The plant is one of the largest in the country, processing an estimated 5,000 to 6,000 head per day according to the Colorado Times Recorder. The most recent USDA-NASS slaughter report shows 2.33 million head of cattle were slaughtered in federally inspected facilities in January, an average of 75,258 head per day. Assuming Greeley operates at the high end of the estimated capacity, the strike would result in a roughly 8% decrease in the daily kill rate at the national level.
If a strike does occur, and in turn lower processing capacity in the U.S. does take hold, both cash negotiations and live cattle futures are likely to see immediate pressure, with feeders following closely behind. For comparison, the announcement of Tyson winding down operations at their Lexington, Nebraska plant which processed approximately 5,000 head per day also resulted in a brief sell-off in the futures market. The nearby live cattle contract fell $7.25 the next trading day following the announcement, with feeders notching a $9.25 decline.
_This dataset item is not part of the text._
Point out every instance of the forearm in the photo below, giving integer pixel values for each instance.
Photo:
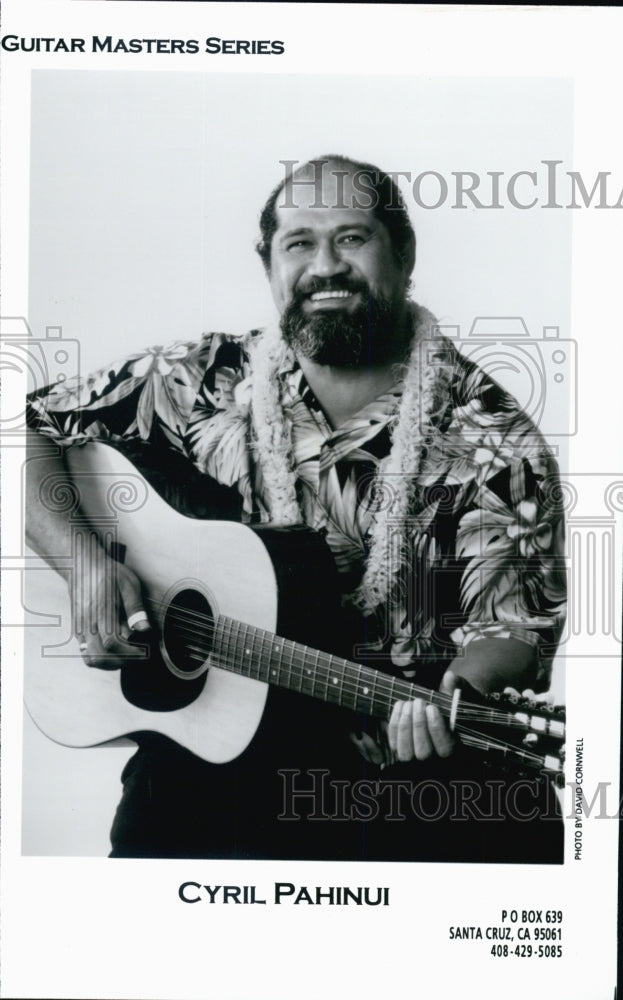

Lower beef production would also translate to a further increase boxed beef prices, which are already up 10.7% from the start of 2026, once again calling in to question what price consumers are willing to bear at the meat counter.
United Food and Commercial Works 7, the local union representing plant employees, held a vote on February 4 where 99% of union workers at the plant approved a potential strike, accusing the packer of engaging in bad-faith negotiations. Earlier this week, the union gave the required 7-day notice that they are canceling the current contract, which had been extended from its original end date in July of 2025. This means that a legal strike could occur as soon as Monday, March 16, just ahead of markets opening for the week.
UFCW 7 President Kim Cordova said JBS has participated in unfair labor practices and not negotiated fairly on a new contract over the past eight months, according to Reuters. Workers sought wages that keep pace with inflation and wanted the company to stop charging them for replacing protective equipment they wear to do their jobs safely, she said.
JBS said it complies with labor laws, sought to reach a fair agreement, and charges employees for protective equipment that is lost or maliciously damaged, Reuters reported.